Die unabhängigen Zeitungen starteten im Oktober 1964 , also vor genau 50 Jahren , ein Volksbegehren gegen den Einfluss der Politik auf den ORF. Über 830.000 Österreicher haben unterschrieben und damit ein unmissverständliches Zeichen gesetzt. Der ORF wurde  danach unter der ÖVP-Alleinregierung  von Bundeskanzler Josef Klaus grundlegend reformiert. Er bekam einen klaren Programmauftrag und einen neuen unabhängigeren Generaldirektor. Der Würgegriff von SPÖ und ÖVP wurde damals zumindest etwas gelockert.

Eine fünfteilige Serie zum Jubiläum des Rundfunkvolksbegehrens 

Teil1:  Schwarze Welle – roter Schirm

Der Rundfunk stand in den 50er und 60er Jahren unter der totalen Kontrolle der beiden Großparteien. Die ÖVP dominierte den Hörfunk, die Sozialisten das Fernsehen. Schwarze Welle – roter Schirm, so beschrieben die unabhängigen Journalisten damals die Zustände im noch jungen ORF. Der Rundfunk war für die beiden Parteien laut Helmut Zilk, „ein Bauchladen zur medialen Selbstbedienung“.

Der SPÖ gelang es damals, die medienpolitische Unbedarftheit der ÖVP geschickt auszunutzen und das Fernsehen unter ihre Kontrolle zu bringen.  Historikerin Christa Hanreich: „Unter der Leitung des Fernsehdirektors Gerhard Freund entwickelte sich das Fernsehen zu einem weitgehend ‚SPÖ-autonomen‘ Imperium“. Die Volkspartei hatte das neue Medium vollkommen unterschätzt. Von ÖVP-Bundeskanzler Julius Raab stammt der legendäre Ausspruch: „Das Kasperltheater hört sich eh bald auf, wer wird denn schon in das Narrenkastl hineinschauen“.

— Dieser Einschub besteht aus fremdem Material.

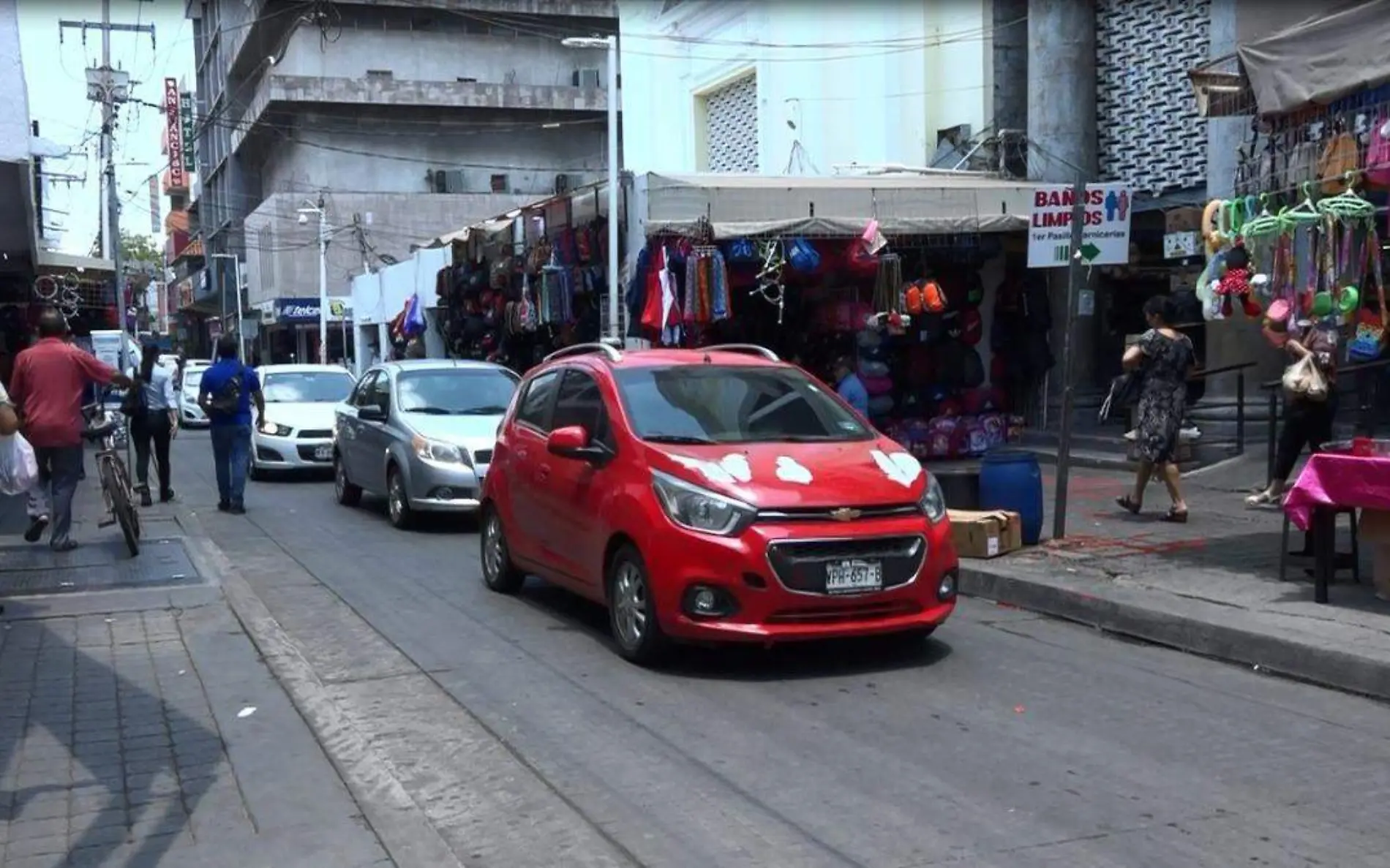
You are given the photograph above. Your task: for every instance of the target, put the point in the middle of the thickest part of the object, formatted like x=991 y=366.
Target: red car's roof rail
x=583 y=349
x=752 y=349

Weil sie das Fernsehen lediglich für eine technisches Spielerei hält, stimmt die ÖVP einem monatlichen Programmentgelt von 50 Schilling zu, während sie gleichzeitig eine faktische Blockierung der Hörfunkgebühren bei sieben Schilling pro Monat zulässt. Eine fatale Fehlentscheidung, wie sich später herausstellen wird.  Die Spannungen zwischen den Koalitionspartnern nehmen zu. Vorerst findet der Kampf zwischen Rot und Schwarz um die Macht im Rundfunk von der Öffentlichkeit weitgehend unbemerkt statt.

Erst im Lauf der 60er Jahre machen die parteiunabhängigen Zeitungen auf die intensive parteipolitische Einflussnahme auf den Rundfunk aufmerksam. Vor allem auch deshalb, weil die Programmqualität zusehends mieser wird.  Der deutsche Spiegel schreibt damals über das österreichische Rundfunkprogramm: „Die Wiener Wellen waren Tiraden von Gewerkschaften und Unternehmern, Arbeiter- und Bauernkammer, Kanzler und Vizekanzler. Die Nachrichten begannen – auch wenn anderswo Geschütze donnerten – stets mit heimatlichen Ordensverleihungen oder Hofratsernennungen.“

Der langjähriger Herausgeber der Kleinen Zeitung, Fritz Csoklich,  über diese Zeit: „Im Vergleich zum Nationalsozialismus war er [der Rundfunkjournalismus] relativ frei. Aber wirklich frei war er nicht. Ein Fortschritt gegenüber dem Nationalsozialismus. Kein Vergleich zu den kommunistischen Nachbarländern (…). Aber bei uns gab es keine freie Publizistik im heutigen Sinn.“ Selbst das ohnehin genügsame heimische Fernseh- und Radiopublikum begann angesichts dieses Angebots  zusehends zu murren.  

Der  Streit  zwischen den beiden Großkoalitionären wird immer heftiger. Die Auseinandersetzungen führen zur sogenannten Rundfunkkrise. Weil die Zahl der Fernsehzuseher stetig steigt, werden auch immer mehr Fernsehgebühren in die Kassen des SPÖ-dominierten Mediums gespült. Die Zahl der Hörfunkteilnehmer und damit die Einahmen für das ORF-Radio stagnieren hingegen. Mit rund zwei Millionen zahlenden Teilnehmern ist für den Hörfunk 1961 der Zenit erreicht, während beim Fernsehen die Zahlen steil nach oben gehen. Gab es 1959 gerade einmal 50.000 Teilnehmer, waren es 1966 bereits rund 750.000.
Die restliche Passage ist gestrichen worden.